BRASÍLIA- A Câmara dos Deputados aprovou no dia 24 de maio, por 410 votos a favor, 63 contrários e 1 abstenção o novo Código Florestal. O projeto que flexibiliza a legislação ambiental ainda vai depender da sanção da presidente Dilma Rousseff para virar lei.
O projeto de lei do novo Código Florestal, aprovado pela Câmara, altera a lei ambiental que estava em vigor desde 1965. Entre as principais mudanças que podem ocorrer caso o projeto seja transformado em lei, estão definições sobre reserva legal e áreas de preservação permanente (APP).
Enquanto o código atual exige reserva legal mínima em todas as propriedades, variando de 80% na Amazônia a 35% no Cerrado e 20% nas outras regiões, o novo texto aprovado dispensa aquelas de até quatro módulos fiscais (medida que varia de 20 a 400 hectares) de recompor a área de reserva legal desmatada. Para esses casos, não haverá obrigatoriedade de percentual mínimo de preservação, valendo a manutenção da área de vegetação nativa existente em julho de 2008. Também fica autorizada a recomposição em áreas fora da propriedade, desde que no mesmo bioma.
A redação aprovada consolida plantações em encostas e topos de morros, definidas como APP, entre elas café, maçã, uva e fumo. A medida não permite, no entanto, novos desmatamentos nessas áreas.
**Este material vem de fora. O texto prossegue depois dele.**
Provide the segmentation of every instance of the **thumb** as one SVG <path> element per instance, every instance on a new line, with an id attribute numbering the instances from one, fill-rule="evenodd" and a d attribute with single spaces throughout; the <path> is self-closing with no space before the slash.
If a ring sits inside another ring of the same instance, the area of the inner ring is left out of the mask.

Uma das mudanças mais polêmicas diz respeito à regularização ambiental. Pelo Código Florestal de 1965, os proprietários que não respeitaram os limites de reserva legal e de cultivos em APP estavam ilegais, sujeitos a multas por crimes ambientais e embargo das propriedades. Pelo novo texto, os produtores rurais terão que se inscrever no Cadastro Ambiental Rural (CAR) e aderir ao Programa de Regularização Ambiental criado pelo governo federal.
Mudanças Climáticas
Quatro dos cientistas brasileiros que fazem parte do Painel Intergovernamental sobre Mudanças Climáticas (IPCC, na sigla em inglês), da Organização das Nações Unidas (ONU), alertaram para o possível agravamento sobre o clima com a entrada em vigência da atual versão do Código Florestal aprovada pela Câmara. Segundo eles, o aumento da pressão sobre as áreas de florestas comprometerá os compromissos internacionais firmados em 2009 pelo Brasil na Conferência de Copenhague, de diminuir em até 38,9% a emissão de gases de efeito estufa (GEE) e reduzir em 80% o desmatamento na Amazônia até 2020.
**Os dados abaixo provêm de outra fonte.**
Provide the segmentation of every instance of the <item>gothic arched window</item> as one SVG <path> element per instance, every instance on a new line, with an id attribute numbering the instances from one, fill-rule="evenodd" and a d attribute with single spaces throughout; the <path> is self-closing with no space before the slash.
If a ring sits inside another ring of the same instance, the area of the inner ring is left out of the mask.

Os cientistas alertam que haverá mudanças climáticas imediatas no Brasil e na América do Sul com o aumento da derrubada de florestas para abrir espaço à agricultura e à pecuária, como vem ocorrendo no Cerrado e na Amazônia. “Com o desmatamento, há o aumento da liberação de carbono para a atmosfera, afetando o microclima, influindo sobre o regime de chuvas e provocando a erosão do solo, prejudicando diretamente a população”.